Editors' Note: This article is part of a Public Square conversation on the Security State. Read other perspectives here.
Ráðumk þér Loddfáfnir
en þú ráð nemir
njóta mundu ef þú nemr
þér munu góð ef þú getr
hvars þú böl kannt
kveðu þat bölvi at
ok gefat þínum fjándum frið.
I advise you, Loddfafnir,
To take advice
You would benefit, if you took it
Good will come to you, if you accept it
When you discover evil,
Speak out against that evil,
And give your foes no peace.
Hávamál,"The words of Óðinn ~ Stanza 127
The debacle surrounding NSA surveillance is impossible to fully discuss in a such a brief essay. Since the attacks of 9/11, Americans have watched their government steadily become more powerful and less transparent. In order to ensure our security, massive organizations like the NSA and the CIA, headed by unelected officials, were given carte blanche to spy on citizens.
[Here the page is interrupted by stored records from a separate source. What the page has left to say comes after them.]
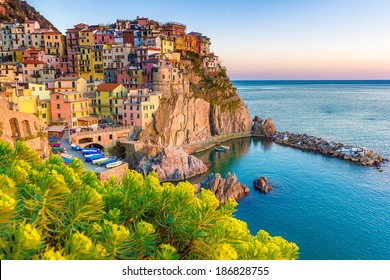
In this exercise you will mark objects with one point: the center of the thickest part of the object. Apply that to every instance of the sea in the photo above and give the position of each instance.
(332, 209)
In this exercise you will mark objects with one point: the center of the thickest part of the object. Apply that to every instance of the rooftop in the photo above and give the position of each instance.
(107, 87)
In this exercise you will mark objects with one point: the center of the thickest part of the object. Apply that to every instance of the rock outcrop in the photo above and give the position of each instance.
(263, 128)
(206, 105)
(224, 188)
(261, 185)
(358, 154)
(170, 164)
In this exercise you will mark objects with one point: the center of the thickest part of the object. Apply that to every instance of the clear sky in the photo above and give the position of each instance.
(263, 39)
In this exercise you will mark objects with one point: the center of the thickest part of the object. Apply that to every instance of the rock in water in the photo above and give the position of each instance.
(224, 188)
(263, 128)
(170, 164)
(261, 185)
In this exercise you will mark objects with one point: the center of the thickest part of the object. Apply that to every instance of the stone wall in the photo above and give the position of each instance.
(15, 125)
(104, 137)
(117, 172)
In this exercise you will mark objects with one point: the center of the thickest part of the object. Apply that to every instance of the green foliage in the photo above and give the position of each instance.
(52, 211)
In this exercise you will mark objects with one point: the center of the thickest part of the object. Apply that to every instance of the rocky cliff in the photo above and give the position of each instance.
(170, 164)
(20, 10)
(209, 107)
(224, 188)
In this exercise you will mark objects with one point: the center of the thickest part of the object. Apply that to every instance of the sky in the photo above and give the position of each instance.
(263, 39)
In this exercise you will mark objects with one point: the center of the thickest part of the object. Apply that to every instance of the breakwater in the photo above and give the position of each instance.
(357, 154)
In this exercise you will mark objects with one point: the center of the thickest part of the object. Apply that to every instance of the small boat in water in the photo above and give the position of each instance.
(114, 164)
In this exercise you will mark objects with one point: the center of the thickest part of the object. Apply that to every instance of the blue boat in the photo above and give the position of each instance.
(90, 150)
(91, 158)
(107, 162)
(75, 147)
(91, 153)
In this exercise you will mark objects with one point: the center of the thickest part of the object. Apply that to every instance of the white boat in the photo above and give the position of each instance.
(64, 155)
(95, 161)
(114, 164)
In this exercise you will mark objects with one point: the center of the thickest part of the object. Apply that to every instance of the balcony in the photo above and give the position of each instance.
(68, 100)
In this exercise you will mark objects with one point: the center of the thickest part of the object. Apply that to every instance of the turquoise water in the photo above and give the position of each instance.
(332, 209)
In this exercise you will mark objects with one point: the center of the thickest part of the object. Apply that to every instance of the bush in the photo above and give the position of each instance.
(52, 211)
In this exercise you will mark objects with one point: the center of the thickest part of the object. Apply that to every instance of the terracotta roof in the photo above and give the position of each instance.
(107, 87)
(87, 119)
(30, 61)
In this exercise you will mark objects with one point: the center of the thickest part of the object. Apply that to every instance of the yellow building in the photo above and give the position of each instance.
(54, 43)
(90, 57)
(136, 77)
(17, 54)
(43, 96)
(108, 99)
(167, 46)
(180, 44)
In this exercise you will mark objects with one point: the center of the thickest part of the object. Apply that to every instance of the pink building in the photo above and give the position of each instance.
(103, 37)
(123, 77)
(139, 108)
The stanza above is from a poem called "Hávamál," part of a collection of holy texts that Heathens often refer to as "Lore." It is a collection of proverbs and wise advice supposedly spoken by the One-Eyed-God, Óðinn, and I believe it can shed a little light on this situation.
The ongoing debate over Edward Snowden is still raging. Is the former NSA contractor-turned-whistle-blower a Hero or a Traitor? Should we decry his actions as a violation of trust, or extol them as a selfless attempt to fight injustice? As an Ásatrúar, I believe we are honor bound to speak out against perceived injustices when we come across them. Óðinn advised us to give our foes no "frið," which is translated here as peace. Frið (or Frith) is a complex social ideal with many layers of meaning. It represents peace, loyalty, fealty, kinship; frið is the bond of honor that holds a family together. When Óðinn says "give your enemies no peace," the statement implies that you should not offer loyalty or kinship with those who would do harm. If your brother were planning to commit some nefarious act, it would be your duty to stand in his way.
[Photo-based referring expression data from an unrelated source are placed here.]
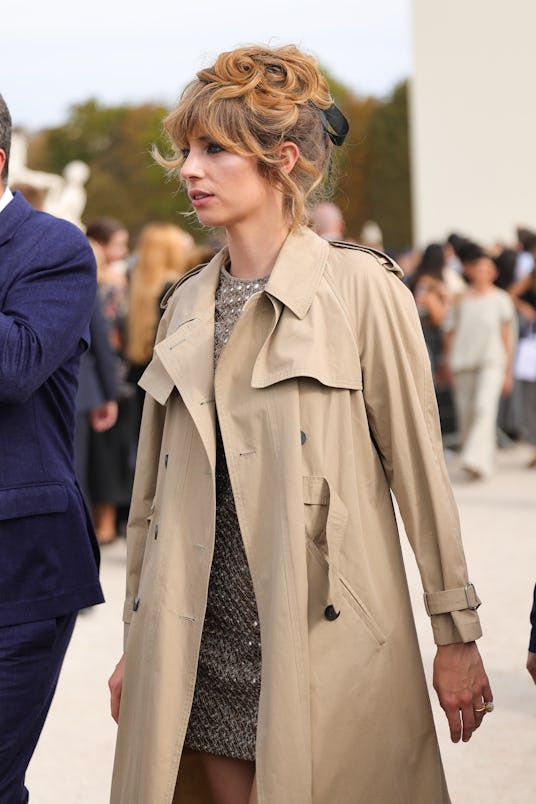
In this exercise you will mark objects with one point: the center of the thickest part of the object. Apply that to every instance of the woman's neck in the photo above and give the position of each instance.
(253, 253)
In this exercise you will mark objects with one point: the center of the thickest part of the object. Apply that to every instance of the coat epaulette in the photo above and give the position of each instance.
(384, 259)
(169, 293)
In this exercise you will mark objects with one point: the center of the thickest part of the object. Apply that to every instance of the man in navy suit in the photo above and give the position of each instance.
(48, 551)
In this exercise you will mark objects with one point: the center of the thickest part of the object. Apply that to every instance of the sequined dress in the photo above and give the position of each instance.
(223, 720)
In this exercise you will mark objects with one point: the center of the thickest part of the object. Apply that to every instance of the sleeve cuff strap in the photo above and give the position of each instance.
(465, 597)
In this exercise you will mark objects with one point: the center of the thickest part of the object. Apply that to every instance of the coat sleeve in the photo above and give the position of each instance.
(143, 494)
(403, 417)
(46, 310)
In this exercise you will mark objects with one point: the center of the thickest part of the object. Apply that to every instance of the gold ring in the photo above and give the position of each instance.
(488, 707)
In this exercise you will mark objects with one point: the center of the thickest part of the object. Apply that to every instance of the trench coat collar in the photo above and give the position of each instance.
(294, 279)
(298, 270)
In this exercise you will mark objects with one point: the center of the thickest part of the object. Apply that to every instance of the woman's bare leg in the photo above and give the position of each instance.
(231, 781)
(253, 794)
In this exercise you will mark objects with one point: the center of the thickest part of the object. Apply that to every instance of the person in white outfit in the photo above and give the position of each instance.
(479, 347)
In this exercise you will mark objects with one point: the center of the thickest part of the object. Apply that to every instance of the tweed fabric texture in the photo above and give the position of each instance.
(223, 720)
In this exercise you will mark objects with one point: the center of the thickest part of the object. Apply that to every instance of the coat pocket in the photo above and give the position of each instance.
(33, 500)
(324, 548)
(355, 605)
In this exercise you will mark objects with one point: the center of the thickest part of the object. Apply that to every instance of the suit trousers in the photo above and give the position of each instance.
(478, 393)
(31, 656)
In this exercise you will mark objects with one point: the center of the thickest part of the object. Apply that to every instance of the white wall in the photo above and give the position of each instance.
(473, 118)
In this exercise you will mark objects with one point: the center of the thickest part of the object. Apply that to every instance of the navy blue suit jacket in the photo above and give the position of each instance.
(48, 551)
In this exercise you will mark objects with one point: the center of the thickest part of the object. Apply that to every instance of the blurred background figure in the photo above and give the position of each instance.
(432, 299)
(96, 400)
(526, 242)
(371, 236)
(111, 453)
(479, 346)
(328, 221)
(162, 255)
(35, 196)
(523, 293)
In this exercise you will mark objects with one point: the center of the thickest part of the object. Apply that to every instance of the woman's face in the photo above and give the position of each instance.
(117, 246)
(226, 189)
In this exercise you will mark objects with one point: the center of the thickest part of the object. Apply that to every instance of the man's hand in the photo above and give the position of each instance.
(103, 417)
(462, 687)
(531, 665)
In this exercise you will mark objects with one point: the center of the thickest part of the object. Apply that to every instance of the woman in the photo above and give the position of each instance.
(432, 299)
(111, 452)
(162, 256)
(479, 349)
(269, 629)
(523, 293)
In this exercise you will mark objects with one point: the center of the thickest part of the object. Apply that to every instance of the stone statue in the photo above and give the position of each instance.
(65, 196)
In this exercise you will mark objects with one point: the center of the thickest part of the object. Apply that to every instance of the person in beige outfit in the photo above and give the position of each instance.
(479, 350)
(268, 625)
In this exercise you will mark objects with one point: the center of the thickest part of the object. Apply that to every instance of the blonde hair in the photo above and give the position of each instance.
(251, 101)
(162, 256)
(99, 259)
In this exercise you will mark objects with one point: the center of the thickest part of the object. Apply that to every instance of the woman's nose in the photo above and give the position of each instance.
(191, 167)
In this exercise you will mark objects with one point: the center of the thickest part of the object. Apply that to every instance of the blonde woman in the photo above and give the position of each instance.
(162, 256)
(269, 632)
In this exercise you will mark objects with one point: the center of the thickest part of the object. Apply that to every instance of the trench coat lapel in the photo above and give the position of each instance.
(187, 357)
(308, 339)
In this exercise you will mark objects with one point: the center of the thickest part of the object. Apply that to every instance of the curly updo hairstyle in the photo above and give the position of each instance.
(251, 101)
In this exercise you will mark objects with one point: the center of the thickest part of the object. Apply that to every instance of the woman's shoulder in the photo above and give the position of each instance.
(362, 257)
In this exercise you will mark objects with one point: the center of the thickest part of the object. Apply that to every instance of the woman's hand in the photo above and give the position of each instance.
(115, 685)
(462, 687)
(531, 665)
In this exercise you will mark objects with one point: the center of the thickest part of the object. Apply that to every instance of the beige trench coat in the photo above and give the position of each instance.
(325, 402)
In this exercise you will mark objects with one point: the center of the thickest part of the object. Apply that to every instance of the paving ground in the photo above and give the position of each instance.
(73, 761)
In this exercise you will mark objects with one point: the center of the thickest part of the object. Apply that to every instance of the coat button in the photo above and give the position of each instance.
(330, 613)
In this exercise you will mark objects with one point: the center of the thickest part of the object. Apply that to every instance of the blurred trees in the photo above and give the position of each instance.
(371, 177)
(116, 142)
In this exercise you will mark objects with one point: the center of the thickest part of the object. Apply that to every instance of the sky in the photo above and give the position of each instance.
(56, 53)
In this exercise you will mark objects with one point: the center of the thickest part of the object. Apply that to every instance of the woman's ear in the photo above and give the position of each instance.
(289, 153)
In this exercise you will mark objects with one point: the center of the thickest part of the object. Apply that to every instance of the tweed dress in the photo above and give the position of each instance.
(223, 719)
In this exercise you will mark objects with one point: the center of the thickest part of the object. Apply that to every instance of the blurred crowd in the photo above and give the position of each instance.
(477, 308)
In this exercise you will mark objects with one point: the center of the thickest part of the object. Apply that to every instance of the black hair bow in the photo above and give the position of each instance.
(335, 124)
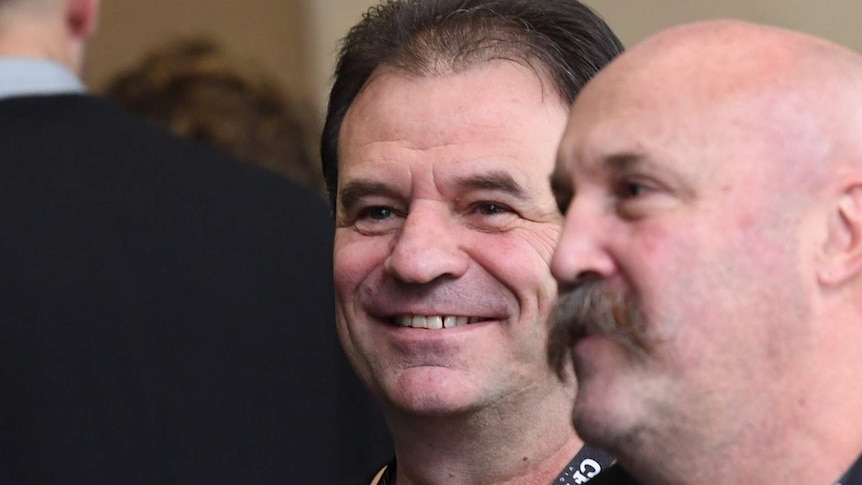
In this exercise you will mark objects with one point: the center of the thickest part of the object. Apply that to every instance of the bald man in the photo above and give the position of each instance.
(711, 259)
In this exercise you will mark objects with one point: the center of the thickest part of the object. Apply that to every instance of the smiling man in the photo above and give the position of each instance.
(711, 260)
(440, 137)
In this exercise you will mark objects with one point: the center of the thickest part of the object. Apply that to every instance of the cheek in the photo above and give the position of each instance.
(520, 261)
(354, 258)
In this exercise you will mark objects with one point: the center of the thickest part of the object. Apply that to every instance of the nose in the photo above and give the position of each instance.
(582, 248)
(428, 246)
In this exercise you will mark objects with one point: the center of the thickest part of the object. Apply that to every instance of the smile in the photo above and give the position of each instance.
(434, 322)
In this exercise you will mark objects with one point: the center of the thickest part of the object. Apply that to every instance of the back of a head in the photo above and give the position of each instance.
(201, 93)
(54, 30)
(562, 39)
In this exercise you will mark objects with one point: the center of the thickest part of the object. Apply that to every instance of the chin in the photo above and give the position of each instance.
(601, 423)
(429, 399)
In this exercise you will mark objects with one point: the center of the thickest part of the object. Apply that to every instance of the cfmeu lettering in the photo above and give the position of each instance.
(587, 470)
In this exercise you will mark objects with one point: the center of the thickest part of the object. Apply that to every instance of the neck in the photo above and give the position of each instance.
(514, 445)
(806, 428)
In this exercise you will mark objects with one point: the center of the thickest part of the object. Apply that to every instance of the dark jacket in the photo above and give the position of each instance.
(166, 313)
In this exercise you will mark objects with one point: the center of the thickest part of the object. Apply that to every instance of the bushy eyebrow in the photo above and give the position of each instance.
(355, 190)
(496, 181)
(501, 181)
(622, 162)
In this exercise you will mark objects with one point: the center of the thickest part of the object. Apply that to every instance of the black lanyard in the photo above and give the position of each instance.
(586, 464)
(853, 475)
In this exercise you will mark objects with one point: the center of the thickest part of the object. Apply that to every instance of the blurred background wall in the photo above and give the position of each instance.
(296, 39)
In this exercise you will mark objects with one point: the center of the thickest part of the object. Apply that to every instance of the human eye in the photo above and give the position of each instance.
(486, 208)
(376, 213)
(485, 215)
(638, 196)
(632, 188)
(377, 219)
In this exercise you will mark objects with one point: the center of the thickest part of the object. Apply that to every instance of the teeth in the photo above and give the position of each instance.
(434, 322)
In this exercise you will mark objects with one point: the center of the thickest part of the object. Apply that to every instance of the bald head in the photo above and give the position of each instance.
(782, 89)
(712, 175)
(55, 30)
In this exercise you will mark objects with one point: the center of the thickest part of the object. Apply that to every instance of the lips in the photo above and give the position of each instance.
(435, 322)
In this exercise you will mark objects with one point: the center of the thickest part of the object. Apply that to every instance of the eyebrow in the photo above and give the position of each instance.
(621, 162)
(355, 190)
(497, 180)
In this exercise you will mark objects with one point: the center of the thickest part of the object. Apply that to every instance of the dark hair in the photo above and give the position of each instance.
(563, 39)
(200, 92)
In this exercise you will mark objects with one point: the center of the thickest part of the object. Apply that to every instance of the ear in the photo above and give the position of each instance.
(82, 17)
(843, 249)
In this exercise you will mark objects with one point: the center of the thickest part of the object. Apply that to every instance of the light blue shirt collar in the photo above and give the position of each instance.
(20, 76)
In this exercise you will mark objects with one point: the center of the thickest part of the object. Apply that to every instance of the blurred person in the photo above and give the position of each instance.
(165, 312)
(440, 136)
(710, 265)
(201, 93)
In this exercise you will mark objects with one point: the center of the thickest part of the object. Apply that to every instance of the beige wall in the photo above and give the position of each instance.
(296, 39)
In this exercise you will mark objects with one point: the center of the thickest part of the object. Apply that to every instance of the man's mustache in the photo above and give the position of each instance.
(592, 307)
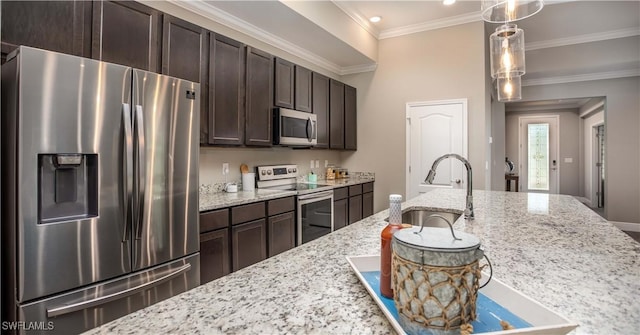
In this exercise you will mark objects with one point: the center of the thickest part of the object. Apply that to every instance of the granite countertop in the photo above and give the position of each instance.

When Snowden saw the NSA doing things like tracking the sexual preferences of suspected "Radicalizers" in order to damage their reputations, he decided that the abuse of power had to stop. He broke frið and brought the problem to the attention of the public. True to Óðinn's advice, in the year following his announcement, he has given his enemies no peace. As he said,
"I didn"t want to change society. I wanted to give society a chance to determine if it should change itself. All I wanted was for the public to be able to have a say in how they are governed."
"I acted on my belief that the NSA's mass surveillance programs would not withstand a constitutional challenge, and that the American public deserved a chance to see these issues determined by open courts...today, a secret program authorized by a secret court was, when exposed to the light of day, found to violate Americans' rights. It is the first of many."
So what can we as Pagans contribute to this conversation? What guidance can the leaders within our community offer in this situation, when the motives and implications behind this incident are so muddled? There is no easy answer; no "quick-fix" is going to solve this dilemma. We can't expect any secure government to exist without secrets, but we also can't tolerate abuses of power. What we can do is encourage a culture of "whistle-blowers." I'm not saying that we all necessarily need to take Snowden's side in this debate. But I am saying that we should encourage each other to speak up when we see injustice, rather than passively allowing it to continue. When people are being harmed, and it is within our power to stop it, we cannot afford the luxury of apathy. If we are going to learn only one lesson from this whole incident, let it be that.